First results indicate that machine learning-based performance prediction in maize hybrid breeding programs can benefit from transcriptomic data
Computomics contributes to the BMBF-funded project MAZE Phase 2 together with academic and industry partners.
The projects tackles the challenge of making the diversity within maize landraces accessible to breeding programs, to overcome the genetic bottleneck of elite lines. At the same time, we aim to apply and improve machine learning-based prediction of maize hybrids.
With this subproject, one focus lies on the integration of transcriptome data during performance prediction.
The goal is to find ways of integrating omics data in machine learning-based performance prediction and to analyze which traits benefit most from the additional information.
To investigate this, the following dataset was kindly provided by Prof. Dr. Albrecht Melchinger:
Dry matter content
Root samples collected in 2 replicates in the seedling stage.
Expression data of all DH lines was mapped to B73 Nam 5.0, and only transcripts with a high information content were used for machine learning-based performance prediction. Various ways of including transcriptome data also in combination with genotyping data were tested. We compared the effect of transcript count data on the prediction accuracy to predictions based on genotyping data and combined datasets.

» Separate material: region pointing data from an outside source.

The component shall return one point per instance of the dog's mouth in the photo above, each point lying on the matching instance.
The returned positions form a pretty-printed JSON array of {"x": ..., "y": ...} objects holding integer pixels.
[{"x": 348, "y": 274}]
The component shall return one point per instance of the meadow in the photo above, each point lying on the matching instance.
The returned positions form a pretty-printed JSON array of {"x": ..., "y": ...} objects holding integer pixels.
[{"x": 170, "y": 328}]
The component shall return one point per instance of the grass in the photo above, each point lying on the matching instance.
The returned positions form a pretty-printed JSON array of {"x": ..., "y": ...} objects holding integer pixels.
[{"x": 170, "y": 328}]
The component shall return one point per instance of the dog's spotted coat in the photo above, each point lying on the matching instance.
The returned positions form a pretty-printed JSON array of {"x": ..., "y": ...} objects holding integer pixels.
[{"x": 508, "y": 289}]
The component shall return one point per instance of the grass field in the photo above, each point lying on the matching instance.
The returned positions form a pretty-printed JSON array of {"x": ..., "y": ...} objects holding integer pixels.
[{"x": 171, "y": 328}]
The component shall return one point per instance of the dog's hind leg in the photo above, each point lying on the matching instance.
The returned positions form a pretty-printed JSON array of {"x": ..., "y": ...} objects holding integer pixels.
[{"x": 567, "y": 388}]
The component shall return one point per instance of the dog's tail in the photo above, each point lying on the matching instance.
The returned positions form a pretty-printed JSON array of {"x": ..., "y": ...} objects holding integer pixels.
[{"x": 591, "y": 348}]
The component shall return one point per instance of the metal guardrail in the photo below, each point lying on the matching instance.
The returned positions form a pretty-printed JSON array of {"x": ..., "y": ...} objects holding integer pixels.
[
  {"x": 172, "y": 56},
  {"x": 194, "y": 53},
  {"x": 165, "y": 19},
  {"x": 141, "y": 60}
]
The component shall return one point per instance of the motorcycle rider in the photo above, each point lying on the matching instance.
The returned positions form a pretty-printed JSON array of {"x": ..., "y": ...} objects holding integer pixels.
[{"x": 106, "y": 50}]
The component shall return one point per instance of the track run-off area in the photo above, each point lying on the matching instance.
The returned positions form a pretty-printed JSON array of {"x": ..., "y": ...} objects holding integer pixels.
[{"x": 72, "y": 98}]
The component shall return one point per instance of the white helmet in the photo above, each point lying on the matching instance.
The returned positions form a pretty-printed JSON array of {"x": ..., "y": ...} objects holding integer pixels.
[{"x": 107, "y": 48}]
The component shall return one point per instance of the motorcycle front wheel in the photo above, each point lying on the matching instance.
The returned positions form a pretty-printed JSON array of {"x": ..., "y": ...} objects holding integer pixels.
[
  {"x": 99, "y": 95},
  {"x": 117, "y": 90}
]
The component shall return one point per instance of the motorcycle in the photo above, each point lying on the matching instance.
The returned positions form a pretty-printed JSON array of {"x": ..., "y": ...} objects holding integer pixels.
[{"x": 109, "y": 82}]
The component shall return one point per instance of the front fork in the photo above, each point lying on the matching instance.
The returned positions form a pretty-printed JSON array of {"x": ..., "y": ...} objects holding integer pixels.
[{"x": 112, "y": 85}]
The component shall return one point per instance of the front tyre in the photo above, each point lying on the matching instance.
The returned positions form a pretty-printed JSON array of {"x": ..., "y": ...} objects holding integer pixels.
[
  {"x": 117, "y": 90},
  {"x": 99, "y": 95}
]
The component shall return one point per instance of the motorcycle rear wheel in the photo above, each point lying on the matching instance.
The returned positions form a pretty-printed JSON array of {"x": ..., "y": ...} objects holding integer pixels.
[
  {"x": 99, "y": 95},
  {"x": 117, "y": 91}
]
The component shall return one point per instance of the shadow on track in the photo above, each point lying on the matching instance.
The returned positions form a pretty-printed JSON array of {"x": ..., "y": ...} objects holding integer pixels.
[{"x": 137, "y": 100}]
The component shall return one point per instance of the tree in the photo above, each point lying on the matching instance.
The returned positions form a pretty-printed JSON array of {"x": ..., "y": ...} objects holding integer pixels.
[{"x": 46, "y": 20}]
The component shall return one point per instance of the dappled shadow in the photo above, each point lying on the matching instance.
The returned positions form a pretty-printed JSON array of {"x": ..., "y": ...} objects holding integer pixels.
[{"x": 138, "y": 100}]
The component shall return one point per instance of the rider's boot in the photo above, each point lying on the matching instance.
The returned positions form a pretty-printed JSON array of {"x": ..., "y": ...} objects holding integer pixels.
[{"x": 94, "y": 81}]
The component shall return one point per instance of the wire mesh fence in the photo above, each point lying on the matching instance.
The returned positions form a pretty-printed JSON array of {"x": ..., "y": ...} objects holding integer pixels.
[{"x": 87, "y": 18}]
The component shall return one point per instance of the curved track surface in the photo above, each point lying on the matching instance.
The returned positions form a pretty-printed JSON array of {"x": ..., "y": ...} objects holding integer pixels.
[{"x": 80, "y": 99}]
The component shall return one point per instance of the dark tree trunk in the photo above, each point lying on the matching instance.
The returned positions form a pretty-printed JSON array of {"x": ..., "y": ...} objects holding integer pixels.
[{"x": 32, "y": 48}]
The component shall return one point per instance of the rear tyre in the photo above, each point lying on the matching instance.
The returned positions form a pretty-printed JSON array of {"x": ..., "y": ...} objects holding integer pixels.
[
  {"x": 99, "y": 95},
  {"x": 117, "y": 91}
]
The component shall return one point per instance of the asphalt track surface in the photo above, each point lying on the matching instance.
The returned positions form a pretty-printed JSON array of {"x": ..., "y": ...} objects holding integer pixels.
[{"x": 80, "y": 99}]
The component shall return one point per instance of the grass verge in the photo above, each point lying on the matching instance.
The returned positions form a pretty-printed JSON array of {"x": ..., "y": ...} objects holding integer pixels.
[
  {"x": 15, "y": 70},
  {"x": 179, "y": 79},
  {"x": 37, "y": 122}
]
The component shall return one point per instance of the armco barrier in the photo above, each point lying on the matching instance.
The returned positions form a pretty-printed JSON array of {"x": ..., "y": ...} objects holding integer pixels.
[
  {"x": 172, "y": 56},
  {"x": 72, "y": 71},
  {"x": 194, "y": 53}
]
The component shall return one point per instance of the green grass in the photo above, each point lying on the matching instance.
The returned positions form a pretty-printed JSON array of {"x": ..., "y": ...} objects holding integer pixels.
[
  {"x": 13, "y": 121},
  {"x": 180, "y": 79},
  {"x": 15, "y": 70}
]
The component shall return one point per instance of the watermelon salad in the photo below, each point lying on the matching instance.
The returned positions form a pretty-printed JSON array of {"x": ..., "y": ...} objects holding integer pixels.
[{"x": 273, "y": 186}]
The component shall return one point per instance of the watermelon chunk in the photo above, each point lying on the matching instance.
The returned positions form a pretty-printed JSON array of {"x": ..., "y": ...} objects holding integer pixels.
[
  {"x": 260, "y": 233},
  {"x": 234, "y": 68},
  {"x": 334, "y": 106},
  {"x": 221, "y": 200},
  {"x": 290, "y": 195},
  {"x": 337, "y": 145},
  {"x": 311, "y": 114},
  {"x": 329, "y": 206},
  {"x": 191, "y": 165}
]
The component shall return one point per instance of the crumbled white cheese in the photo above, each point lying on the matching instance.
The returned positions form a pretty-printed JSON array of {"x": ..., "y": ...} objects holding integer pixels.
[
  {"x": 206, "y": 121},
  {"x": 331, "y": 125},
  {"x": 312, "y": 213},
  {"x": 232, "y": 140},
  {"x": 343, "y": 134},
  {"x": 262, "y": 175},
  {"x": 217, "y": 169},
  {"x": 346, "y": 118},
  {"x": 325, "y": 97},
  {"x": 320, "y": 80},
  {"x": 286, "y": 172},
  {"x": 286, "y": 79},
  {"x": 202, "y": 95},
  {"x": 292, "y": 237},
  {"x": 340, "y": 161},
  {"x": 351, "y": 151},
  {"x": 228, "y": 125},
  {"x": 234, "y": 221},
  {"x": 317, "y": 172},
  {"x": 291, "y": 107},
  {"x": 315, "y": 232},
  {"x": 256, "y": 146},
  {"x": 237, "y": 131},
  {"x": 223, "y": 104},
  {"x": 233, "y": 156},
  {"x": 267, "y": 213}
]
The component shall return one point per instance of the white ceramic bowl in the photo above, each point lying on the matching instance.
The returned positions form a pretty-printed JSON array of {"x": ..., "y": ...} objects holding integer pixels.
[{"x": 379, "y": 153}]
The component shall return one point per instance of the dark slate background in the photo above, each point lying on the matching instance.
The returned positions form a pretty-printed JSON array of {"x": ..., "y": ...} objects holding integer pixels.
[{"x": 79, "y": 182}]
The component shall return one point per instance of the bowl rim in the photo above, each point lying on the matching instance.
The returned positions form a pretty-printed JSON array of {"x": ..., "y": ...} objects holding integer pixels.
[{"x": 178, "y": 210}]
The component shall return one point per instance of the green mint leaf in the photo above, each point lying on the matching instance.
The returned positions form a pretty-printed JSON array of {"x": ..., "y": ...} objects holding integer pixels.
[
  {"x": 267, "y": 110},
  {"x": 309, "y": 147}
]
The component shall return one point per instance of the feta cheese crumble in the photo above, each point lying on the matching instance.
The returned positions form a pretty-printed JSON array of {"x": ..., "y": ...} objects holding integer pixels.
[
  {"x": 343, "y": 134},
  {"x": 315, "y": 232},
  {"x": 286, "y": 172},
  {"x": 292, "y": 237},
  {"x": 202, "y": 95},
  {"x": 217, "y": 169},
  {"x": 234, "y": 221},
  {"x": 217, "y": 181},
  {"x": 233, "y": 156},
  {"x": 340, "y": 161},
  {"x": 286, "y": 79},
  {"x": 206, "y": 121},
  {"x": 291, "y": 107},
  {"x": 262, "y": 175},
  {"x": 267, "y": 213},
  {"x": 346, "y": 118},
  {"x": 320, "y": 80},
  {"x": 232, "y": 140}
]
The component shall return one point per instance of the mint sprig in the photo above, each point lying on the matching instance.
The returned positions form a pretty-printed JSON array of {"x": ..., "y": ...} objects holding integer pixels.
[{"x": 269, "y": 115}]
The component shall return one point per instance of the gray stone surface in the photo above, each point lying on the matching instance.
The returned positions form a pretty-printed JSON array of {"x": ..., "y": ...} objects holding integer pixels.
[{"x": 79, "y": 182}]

A 5-fold cross validation scheme was applied to test the prediction accuracy of machine learning models trained with the different combinations of -omics data.
Interestingly, first results indicate that especially in the case of complex polygenic traits like grain yield, the inclusion of transcriptome data can improve the prediction accuracy up to 20% (Pearson correlation coefficient). However, this effect highly depends on the way transcriptome data is integrated. Simpler traits, which are already predicted with a high accuracy based on genotypic data, don’t benefit from transcriptome data. In some cases, it can even be counterproductive.
These promising results, showing improved prediction accuracies in complex traits when transcriptome data is included, will be further improved and compared — for example, to predictions based on BLUP-based predictions.
The project is led by Prof. Dr. Chris-Carolin Schön from Technische Universität München.